Alors que le Compte-Nickel devrait atteindre le cap des 200.000 comptes ouverts d’ici la fin de l’année, l’un de ses fondateurs, Hugues le Bret, détaille dans une tribune les clés du succès de ce service de paiement distribué en bureau de tabac.

+30% en septembre, +35% en octobre : la croissance de Compte-Nickel s’accélère, constaste Hugues Le Bret, actuel président du comité de surveillance de la Financière des paiements électroniques, l’établissement de paiement à l’origine du service.

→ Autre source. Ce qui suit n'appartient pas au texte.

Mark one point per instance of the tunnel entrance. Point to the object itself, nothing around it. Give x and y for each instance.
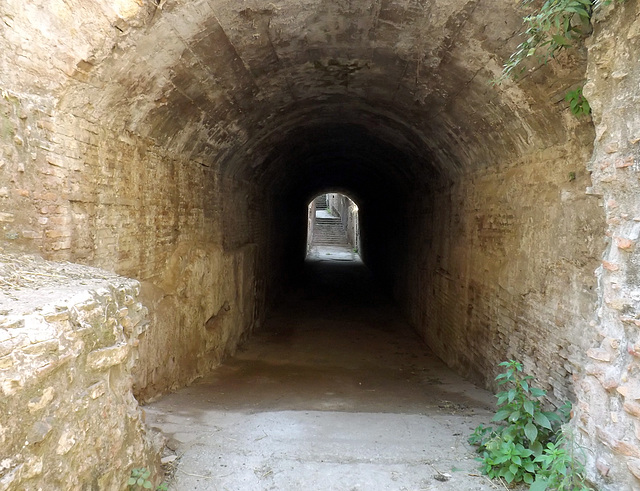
(333, 226)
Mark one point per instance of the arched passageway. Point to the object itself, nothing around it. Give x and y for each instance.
(178, 143)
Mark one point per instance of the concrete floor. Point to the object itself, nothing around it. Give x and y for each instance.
(336, 393)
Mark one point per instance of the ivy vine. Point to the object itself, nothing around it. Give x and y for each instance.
(557, 25)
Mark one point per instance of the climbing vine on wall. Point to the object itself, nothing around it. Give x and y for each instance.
(556, 25)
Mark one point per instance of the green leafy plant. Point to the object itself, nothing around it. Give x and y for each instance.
(577, 102)
(140, 480)
(561, 469)
(528, 445)
(558, 24)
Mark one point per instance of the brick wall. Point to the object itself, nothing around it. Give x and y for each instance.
(502, 267)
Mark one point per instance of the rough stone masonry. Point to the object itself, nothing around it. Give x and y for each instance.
(179, 142)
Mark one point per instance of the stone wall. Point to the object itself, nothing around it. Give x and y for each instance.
(68, 344)
(608, 410)
(502, 267)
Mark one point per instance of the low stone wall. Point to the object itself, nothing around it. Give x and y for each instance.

Un « engouement » qui trouve d’abord son origine dans un changement des modes de consommation, estime l’ancien patron de Boursorama Banque. Durablement marqués par la crise économique, profitant à fond des possibilités offertes par internet (comparateurs, économie de partage, etc.), les Français ont pris conscience selon lui de « la vacuité de la surconsommation » : « L’époque est à la consommation sobre, réfléchie et comparée. » A la consommation en temps réel également : les clients de Compte-Nickel « ne peuvent plus [se] passer », explique Hugues Le Bret, du « solde à jour immédiatement », de « l’information préalable sur les prélèvements », du « versements des allocations CAF avant tout le monde », etc.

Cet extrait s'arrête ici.